Entscheidend war jedoch: Die Bestimmung in Artikel 2 des Zwei-plus-Vier-Vertrages – „Die Regierungen der Bundesrepublik Deutschland und der Deutschen Demokratischen Republik bekräftigen ihre Erklärungen, dass von deutschem Boden nur Frieden ausgehen wird“ – wurde noch während des Ratifikationsprozesses von Bonn mit Füßen getreten. Die sowjetische Ratifikationsurkunde wurde am 15. März 1991 in Bonn hinterlegt, womit der Vertrag in Kraft trat. Zu dem Zeitpunkt beteiligte sich die Bundeswehr bereits indirekt am Angriffskrieg gegen den Irak, den die USA und ihre Verbündeten unter Lügen („Iraker reißen Babys aus Brutkästen in Kuwait“) am 17. Januar entfesselt hatten. Sie stellte verschiedener Truppenkontingente in der Türkei bereit. Am 18. März 1991 landete schließlich Finanzminister Theo Waigel in Washington und überreichte mit triumphaler Geste einen Scheck in Höhe von 16,9 Milliarden DM, die geschätzt 15 bis 20 Prozent der Kosten von „Desert Storm“ deckten.

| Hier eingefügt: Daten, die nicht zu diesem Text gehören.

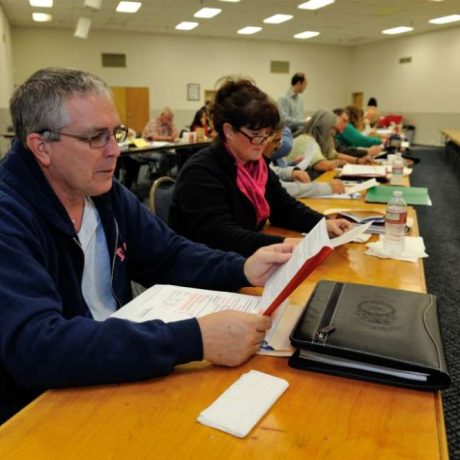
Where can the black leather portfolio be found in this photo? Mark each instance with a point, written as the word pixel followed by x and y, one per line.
pixel 371 333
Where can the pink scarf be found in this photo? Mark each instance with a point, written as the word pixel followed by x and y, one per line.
pixel 251 179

Von deutschem Boden ging so wenige Monate nach dem Ende der DDR wieder Krieg aus – und die Bundesregierung war sich des Verstoßes gegen den Zwei-plus-Vier-Vertrag durchaus bewusst. Die Beteiligung am jetzigen Krieg gegen Russland ist das vorläufige Ende einer Kette, die damals begann: Jugoslawien, Afghanistan, erneut im Irak, Mali und die systematische Aufrüstung der Ukraine sind einige Glieder dieser Kette. Ende nicht absehbar, Steigerung beabsichtigt.